The thuggish wyrmen yelp and blather obscenities as they fly. They become specks against the distended whale of leather; they buzz its gondola, make it sway a little. Judah hears flat sounds like paper bags bursting that must be gunshot, and the wyrmen scatter. They drop. They fall where they are, folding their wings and plummeting in unison, curving toward the train, and there is a crumbling sound, a huge clearing of the throat, and glass and black smoke gust out of the aerostat windows.
– Yes, Uzman says.
The dirigible rocks. Gunpowder smog swells from the underbelly. It will limp home to New Crobuzon, or to the base over the horizon, where attack squads of militia are waiting for directions. Where other airships are stationed. Bigger warflots with bombs to drop. With windows that clay-pot grenades won’t breach.
New Crobuzon has found them. That night there is a meeting, and it is beyond chaos. Ideas clamour with ideas. It is all shouting. The women who had been whores have delegated Ann-Hari to speak for them.

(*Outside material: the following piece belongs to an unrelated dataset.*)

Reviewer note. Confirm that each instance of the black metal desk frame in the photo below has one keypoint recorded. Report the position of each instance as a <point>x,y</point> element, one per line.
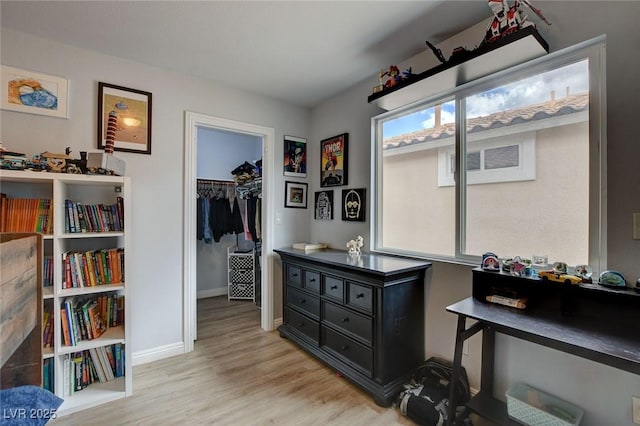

Others find them. Out of the grasslands come figures. The iron council is shedding word of its own self along songlines no one can see. It draws the dispossessed, the outlawed.
FReemade. A little tribe. Escapees from New Crobuzon, feral a long time. The leader is a man without arms, with useless ornamental beetle wings. There is a man with rubberised pincers, a man who wears a crocodile’s snout, a huge cur with the head of a pretty woman. The dog’s is a male body. By the skins they wear and the jewellery of holed stones on sinews, by their complexions like wood and tea, Judah knows they have been fReemade for years.
– We heard about you, one man says. He and his family are staring at the train. They are not looking at the guards, nor at Judah, nor at his golem made of the bones of meat-birds. -You’re going west, they say. You’re crossing the world.
– They say, he says, -you’re building a new life. Out of sight.
– We come to ask, he says, and pauses. -We come to ask… the man says.
And Judah, mandated by the council, nods: yes you can join us.
Nomads in numbers. Criminals and runaways. Plains races and outsiders-striders who wordlessly lope trainside, even a garuda easing out of the sky and made air marshal over the quarrelsome wyrmen. The iron council absorbs them.
They are surrounded by strange, unlikely truces between armed fReemade toughs and the borinatch braves who swing by the train with their unlikely grace. We are protected, Judah thinks. They’re here to give us gods-speed. To help us go.
The bounty hunters harry them three more times in quick, vicious raids. The gunmen ride away before there can be much retribution.
– This ain’t nothing, Uzman says to Judah. -We got more coming. He harangues the iron council at night in the headlights. Ann-Hari takes his side, and though the stokers and the engineers complain that they can see their stocks of coal dwindling, though the workers are exhausted, the council agrees to more speed. The tracks are laid all night and day, by men and women in an anaesthesia of tiredness, dreaming while they swing their hammers.
The iron road eats the miles. At night the train’s moving illumination makes the rockforms shift, as if they are trying to get away. Insects and things the size of insects perform a rhythm of their bodies on lantern glass, become flame-bursts where they find a way inside. The train is a line of dark light on the night plains.
The earth feels uneasy. The council tenses. Newcomers are targeted, are told they are spies. Judah helps an intervening crowd stop one terror-struck angry man beating a fReemade newcomer to death, and in their admonishments and the counter-beating they give him, neither Judah nor any other person acknowledges that the man might be right, that there are spies with them.
At the edge of the plain is the landform they want. A smokestone range. The unmoving brume shapes grow slowly clearer. A posse treks on to blast a path through the solid mist.
The perpetual train is a fortress. Its strange guntower is scabbed with new metal. All the councillors carry clubs, sharpen them into spears, splints of stone with rag handles. Crude and eccentric rifles. The council is waiting.